I can't forget this gem of a book. What fun! What a suspension of reality! I am having such a good time reading the Eyre Affair. It is refreshing and fun, and challenges me to use my English degree. I'm not even finished yet, but I would recommend it! Here is a overview from Amazon.co.uk:
Pirouetting on the boundaries between sci-fi, the crime thriller and intertextual whimsy, Jasper Fforde's outrageous The Eyre Affair puts you on the wrong footing even on its dedication page, which proudly announces that the book conforms to Crimean War economy standard. Fforde's heroine, Thursday Next, lives in a world where time and reality are endlessly mutable--someone has ensured that the Crimean War never ended for example--a world policed by men like her disgraced father, whose name has been edited out of existence. She herself polices text--against men like the Moriarty-like Acheron Styx, whose current scam is to hold the minor characters of Dickens' novels to ransom, entering the manuscript and abducting them for execution and extinction one by one. When that caper goes sour, Styx moves on to the nation's most beloved novel--an oddly truncated version of Jane Eyre--and kidnaps its heroine. The phlegmatic and resourceful Thursday pursues Acheron across the border into a Leninist Wales and further to Mr Rochester's Thornfield Hall, where both books find their climax on the roof amid flames.
Fforde is endlessly inventive: his heroine's utter unconcern about the strangeness of the world she inhabits keeps the reader perpetually double-taking as minor certainties of history, literature and cuisine go soggy in the corner of our eye. The audacity of the premise and its working out provides sudden leaps of understanding, many of them accompanied by wild fits of the giggles. This is a peculiarly promising first novel. --Roz Kaveney
Tuesday, April 22, 2008
Fluff and Fantasy
My Summer Sister by Judy Bloom was an enjoyable read, but it left me wanting. It just wasn't satisfying for me. So I turned to another author. My goal this year is to read nothing but fluff and fantasy, so I started to read, Loving Frank, by Nancy Horan -- a book highly recommended by a colleague. Unfortunately, I couldn't handle the separation of Momah, the married woman who falls in love with Frank Lloyd Wright, and her children. Not enough fluff for me.
So I turned to The Jane Austen Book Club, by Karen Joy Fowler. Again, I enjoyed the book, but I didn't find the characters rich enough for me. I struggled to remember who was who and unlike other books filled with different characters, I could barely visualize anyone. It was an enjoyable read, though. And an added bonus: I got a lead on a number of different science fiction/ fantasy authors. Science fiction is in line with my goal of fluff and fantasy.

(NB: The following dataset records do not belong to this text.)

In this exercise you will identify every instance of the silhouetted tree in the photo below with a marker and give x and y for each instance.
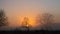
(3, 18)
(46, 20)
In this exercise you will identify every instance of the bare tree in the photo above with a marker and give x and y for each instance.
(3, 18)
(46, 20)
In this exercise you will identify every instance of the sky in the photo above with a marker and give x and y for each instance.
(16, 10)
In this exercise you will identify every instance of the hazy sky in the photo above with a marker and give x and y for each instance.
(17, 9)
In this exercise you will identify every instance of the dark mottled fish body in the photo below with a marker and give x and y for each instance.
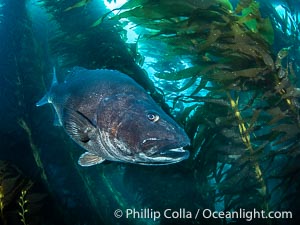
(113, 118)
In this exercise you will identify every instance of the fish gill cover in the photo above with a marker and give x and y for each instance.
(227, 71)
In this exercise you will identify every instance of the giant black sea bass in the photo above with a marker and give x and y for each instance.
(113, 118)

But back to JABC, here is a blurb from the publisher:
From the Publisher
In California''s central valley, five women and one man join to discuss Jane Austen's novels. Over the six months they get together, marriages are tested, affairs begin, unsuitable arrangements become suitable, and love happens. With her eye for the frailties of human behavior and her ear for the absurdities of social intercourse, Karen Joy Fowler has never been wittier nor her characters more appealing. The result is a delicious dissection of modern relationships. Dedicated Austenites [which I'm not] will delight in unearthing the echoes of Austen that run through the novel, but most readers will simply enjoy the vision and voice that, despite two centuries of separation, unite two great writers of brilliant social comedy. "This exquisite novel is bigger and more ambitious than it appears Fowler''s shrewdest, funniest fiction yet, a novel about how we engage with a novel. You don''t have to be a student of Jane Austen to enjoy it, either. . . Lovers of Austen will relish this book, but I envy any reader who comes to it unfamiliar with her. There's no better introduction."
So I turned to The Jane Austen Book Club, by Karen Joy Fowler. Again, I enjoyed the book, but I didn't find the characters rich enough for me. I struggled to remember who was who and unlike other books filled with different characters, I could barely visualize anyone. It was an enjoyable read, though. And an added bonus: I got a lead on a number of different science fiction/ fantasy authors. Science fiction is in line with my goal of fluff and fantasy.
But back to JABC, here is a blurb from the publisher:
From the Publisher
In California''s central valley, five women and one man join to discuss Jane Austen's novels. Over the six months they get together, marriages are tested, affairs begin, unsuitable arrangements become suitable, and love happens. With her eye for the frailties of human behavior and her ear for the absurdities of social intercourse, Karen Joy Fowler has never been wittier nor her characters more appealing. The result is a delicious dissection of modern relationships. Dedicated Austenites [which I'm not] will delight in unearthing the echoes of Austen that run through the novel, but most readers will simply enjoy the vision and voice that, despite two centuries of separation, unite two great writers of brilliant social comedy. "This exquisite novel is bigger and more ambitious than it appears Fowler''s shrewdest, funniest fiction yet, a novel about how we engage with a novel. You don''t have to be a student of Jane Austen to enjoy it, either. . . Lovers of Austen will relish this book, but I envy any reader who comes to it unfamiliar with her. There's no better introduction."